Stage B prostate adenocarcinoma. Flow cytometric nuclear DNA ploidy analysis
B. T. Montgomery, O. Nativ, M. L. Blute, G. M. Farrow, R. P. Myers, H. Zincke, T. M. Therneau and M. M. Lieber
Department of Urology, Mayo Clinic, Rochester, MN 55905.
Over a 16-year period (1966 to 1981), 349 patients underwent radical
retropubic prostatectomy for pathologic stage B adenocarcinoma of the
prostate. Nuclear DNA content was measured by flow cytometry on available
archival material of 283 patients. Two hundred sixty-one patients (92%) had
high-quality histograms. The ploidy distribution was as follows: DNA
diploid, 177 (68%); DNA tetraploid, 74 (28%); and DNA aneuploid, 10 (4%).

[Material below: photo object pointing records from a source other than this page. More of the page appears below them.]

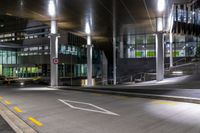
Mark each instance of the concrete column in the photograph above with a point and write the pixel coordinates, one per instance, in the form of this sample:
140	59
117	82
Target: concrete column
89	61
171	49
159	56
121	52
114	43
54	53
104	69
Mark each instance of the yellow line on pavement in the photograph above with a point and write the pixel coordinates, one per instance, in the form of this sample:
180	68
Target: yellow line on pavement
35	121
166	103
8	102
18	109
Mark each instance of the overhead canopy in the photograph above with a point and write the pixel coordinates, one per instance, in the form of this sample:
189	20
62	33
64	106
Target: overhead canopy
133	16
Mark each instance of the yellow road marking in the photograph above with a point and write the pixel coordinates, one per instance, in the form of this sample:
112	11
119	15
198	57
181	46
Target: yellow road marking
35	121
18	109
122	97
97	94
165	103
8	102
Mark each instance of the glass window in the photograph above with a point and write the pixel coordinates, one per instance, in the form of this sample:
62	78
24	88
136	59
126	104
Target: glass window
4	57
9	54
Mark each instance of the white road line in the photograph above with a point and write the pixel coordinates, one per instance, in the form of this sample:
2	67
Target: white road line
103	111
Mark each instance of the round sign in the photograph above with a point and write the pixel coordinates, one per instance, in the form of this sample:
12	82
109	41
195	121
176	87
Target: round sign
55	61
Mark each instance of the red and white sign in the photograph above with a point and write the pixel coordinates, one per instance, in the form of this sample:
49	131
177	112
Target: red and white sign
55	61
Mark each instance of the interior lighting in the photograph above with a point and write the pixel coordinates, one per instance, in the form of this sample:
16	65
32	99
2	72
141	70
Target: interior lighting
87	28
52	8
161	5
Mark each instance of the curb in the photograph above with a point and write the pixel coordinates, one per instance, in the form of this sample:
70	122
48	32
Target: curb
17	124
140	95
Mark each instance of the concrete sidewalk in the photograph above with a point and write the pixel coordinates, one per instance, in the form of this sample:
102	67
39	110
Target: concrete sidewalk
176	92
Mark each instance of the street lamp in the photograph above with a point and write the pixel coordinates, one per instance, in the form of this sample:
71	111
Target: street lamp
160	41
52	7
89	53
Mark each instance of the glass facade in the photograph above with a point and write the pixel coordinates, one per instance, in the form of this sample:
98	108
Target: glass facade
8	57
143	46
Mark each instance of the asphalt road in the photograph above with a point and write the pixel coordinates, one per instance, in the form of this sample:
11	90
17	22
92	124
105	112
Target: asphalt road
4	126
62	111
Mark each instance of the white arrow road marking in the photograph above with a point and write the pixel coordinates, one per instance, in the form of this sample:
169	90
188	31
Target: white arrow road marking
101	110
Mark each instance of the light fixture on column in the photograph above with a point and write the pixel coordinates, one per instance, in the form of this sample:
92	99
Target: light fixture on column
87	28
160	24
52	8
161	5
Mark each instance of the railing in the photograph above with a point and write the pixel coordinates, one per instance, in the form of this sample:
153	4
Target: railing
182	60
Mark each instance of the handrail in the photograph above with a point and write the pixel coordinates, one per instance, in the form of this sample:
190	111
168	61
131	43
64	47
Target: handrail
176	62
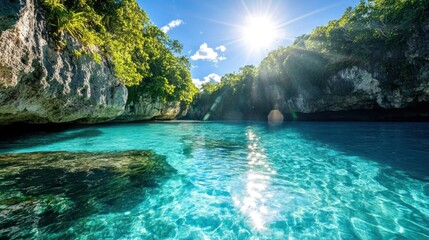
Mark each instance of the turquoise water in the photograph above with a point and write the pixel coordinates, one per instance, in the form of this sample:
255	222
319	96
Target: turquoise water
252	181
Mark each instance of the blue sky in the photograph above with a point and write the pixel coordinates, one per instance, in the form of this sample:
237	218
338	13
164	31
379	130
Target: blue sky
215	33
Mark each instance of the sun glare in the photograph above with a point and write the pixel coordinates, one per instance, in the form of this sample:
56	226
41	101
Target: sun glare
260	33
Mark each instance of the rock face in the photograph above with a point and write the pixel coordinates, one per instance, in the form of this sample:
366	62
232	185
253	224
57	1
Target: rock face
47	194
145	108
39	84
366	92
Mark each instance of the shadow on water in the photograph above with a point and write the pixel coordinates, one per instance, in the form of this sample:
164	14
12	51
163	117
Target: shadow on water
48	193
15	138
404	146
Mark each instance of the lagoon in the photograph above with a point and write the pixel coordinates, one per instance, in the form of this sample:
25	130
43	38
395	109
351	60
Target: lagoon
241	180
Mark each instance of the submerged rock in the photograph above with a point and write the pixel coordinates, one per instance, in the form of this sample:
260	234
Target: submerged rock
49	192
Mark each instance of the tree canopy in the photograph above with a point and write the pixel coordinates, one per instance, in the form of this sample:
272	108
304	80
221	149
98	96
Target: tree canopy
144	58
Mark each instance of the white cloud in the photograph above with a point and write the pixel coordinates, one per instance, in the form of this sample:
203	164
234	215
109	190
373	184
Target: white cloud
212	78
221	48
208	54
171	25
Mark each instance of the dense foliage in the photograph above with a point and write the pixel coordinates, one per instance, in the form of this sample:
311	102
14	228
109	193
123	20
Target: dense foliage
144	57
373	35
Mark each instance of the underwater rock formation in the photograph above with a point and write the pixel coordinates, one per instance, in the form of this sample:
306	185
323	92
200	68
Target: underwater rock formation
49	192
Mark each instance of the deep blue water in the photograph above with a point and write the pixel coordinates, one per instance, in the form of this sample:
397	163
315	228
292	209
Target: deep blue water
310	180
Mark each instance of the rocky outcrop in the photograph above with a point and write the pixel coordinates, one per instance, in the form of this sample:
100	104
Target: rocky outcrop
146	108
48	193
375	90
39	84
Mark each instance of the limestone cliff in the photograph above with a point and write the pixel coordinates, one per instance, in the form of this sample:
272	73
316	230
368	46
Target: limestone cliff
146	108
39	84
374	89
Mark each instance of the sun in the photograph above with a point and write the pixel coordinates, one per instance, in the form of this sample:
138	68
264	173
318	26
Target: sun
260	33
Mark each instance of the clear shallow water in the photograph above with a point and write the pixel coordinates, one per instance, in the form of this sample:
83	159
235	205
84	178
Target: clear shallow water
250	181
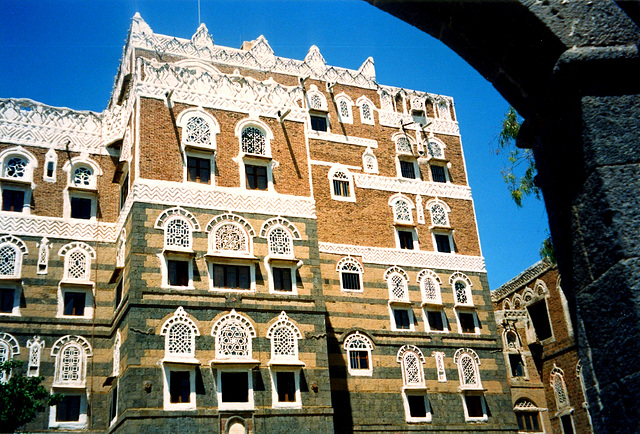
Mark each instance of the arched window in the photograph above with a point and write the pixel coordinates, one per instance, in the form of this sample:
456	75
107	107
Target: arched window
180	336
412	362
280	242
35	345
341	184
439	213
284	336
233	335
461	285
177	234
430	287
358	347
71	354
397	282
468	361
351	272
369	161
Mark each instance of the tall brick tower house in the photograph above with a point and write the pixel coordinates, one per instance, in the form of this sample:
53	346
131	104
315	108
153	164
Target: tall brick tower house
240	243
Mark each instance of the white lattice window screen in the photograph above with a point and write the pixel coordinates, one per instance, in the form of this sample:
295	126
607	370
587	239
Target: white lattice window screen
198	131
254	141
403	145
366	112
8	260
77	265
468	370
435	150
430	289
315	101
16	167
70	364
82	177
560	391
412	369
180	340
402	211
233	340
284	342
439	215
178	234
461	292
229	237
398	287
280	242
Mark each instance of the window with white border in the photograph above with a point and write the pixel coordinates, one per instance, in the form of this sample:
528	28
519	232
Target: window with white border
341	184
366	110
344	106
16	179
358	347
351	272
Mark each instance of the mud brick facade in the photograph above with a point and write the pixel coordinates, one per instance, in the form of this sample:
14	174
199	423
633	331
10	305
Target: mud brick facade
246	243
543	366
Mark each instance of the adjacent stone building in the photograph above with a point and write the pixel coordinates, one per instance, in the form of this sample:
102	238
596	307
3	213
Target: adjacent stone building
241	242
540	352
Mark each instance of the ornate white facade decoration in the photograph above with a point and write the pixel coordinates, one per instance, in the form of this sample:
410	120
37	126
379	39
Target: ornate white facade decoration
468	368
408	258
410	186
35	346
71	353
412	361
179	333
233	335
442	373
284	336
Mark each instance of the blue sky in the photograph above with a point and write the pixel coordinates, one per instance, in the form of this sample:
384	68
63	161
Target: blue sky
66	53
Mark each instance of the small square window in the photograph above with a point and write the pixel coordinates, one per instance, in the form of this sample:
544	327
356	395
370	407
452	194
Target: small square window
232	276
517	365
74	303
467	322
199	170
179	387
438	174
435	321
68	410
178	272
81	208
7	300
405	239
282	279
407	169
12	200
286	385
443	243
318	123
402	319
234	387
256	177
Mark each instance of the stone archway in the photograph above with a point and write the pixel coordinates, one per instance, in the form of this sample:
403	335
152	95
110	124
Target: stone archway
572	69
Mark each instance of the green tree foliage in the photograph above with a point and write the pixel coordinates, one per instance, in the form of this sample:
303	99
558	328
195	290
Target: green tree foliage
21	397
520	172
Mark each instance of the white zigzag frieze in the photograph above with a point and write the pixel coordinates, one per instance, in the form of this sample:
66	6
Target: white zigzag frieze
225	200
58	228
388	256
408	186
339	138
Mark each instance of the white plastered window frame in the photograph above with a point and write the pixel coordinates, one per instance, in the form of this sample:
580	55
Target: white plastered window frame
344	107
18	177
341	174
361	102
360	342
264	159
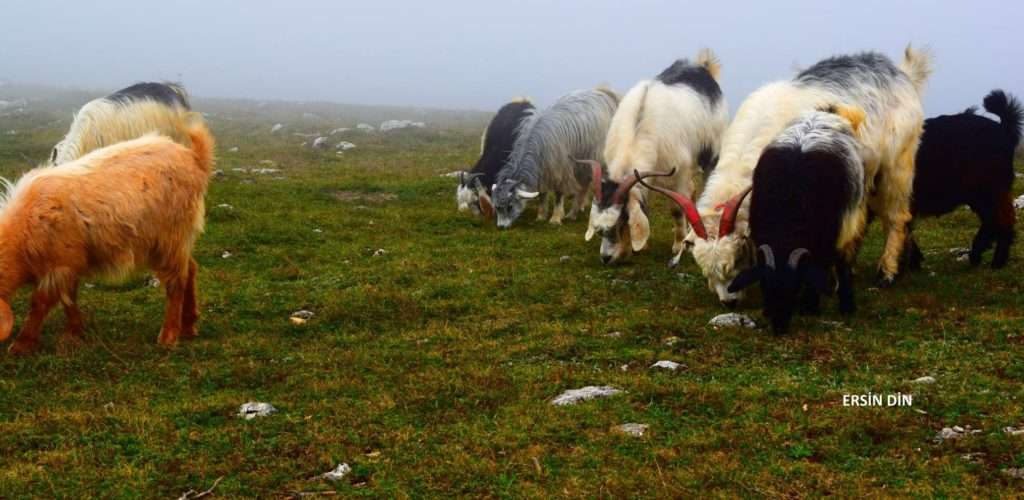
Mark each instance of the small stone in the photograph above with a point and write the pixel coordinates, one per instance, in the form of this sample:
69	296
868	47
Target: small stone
252	410
338	473
572	397
733	320
634	429
668	365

The average follow-up was 9.4 years. At the time of follow-up, 53 patients
(20%) within the study group had developed tumor progression: 22 local, 23
systemic, and 8 both. The ploidy distribution of the population that
developed tumor progression was 27 DNA diploid (51%), 16 DNA tetraploid
(30%), and 10 DNA aneuploid (19%). This ploidy distribution is
significantly different from that found for the nonprogression group with
stage B disease. Overall, 31% of patients with DNA nondiploid tumors had
tumors that progressed compared with 15% of patients with DNA diploid
tumors. All (100%) DNA aneuploid tumors progressed. The DNA ploidy
distribution of all pathologic stage B prostate cancers differs
significantly from that found in more advanced stages (C and D1) previously
reported for the same time interval. However, the ploidy distribution of
stage B tumors that progressed closely resembles that of the stage C and D1
tumors. These results further support the working hypothesis that nuclear
DNA content has marked prognostic significance for patients with
adenocarcinoma of the prostate. It seems to us that analysis of ploidy by
flow or static cytometry will become an essential tool for treating
patients with localized prostate cancer.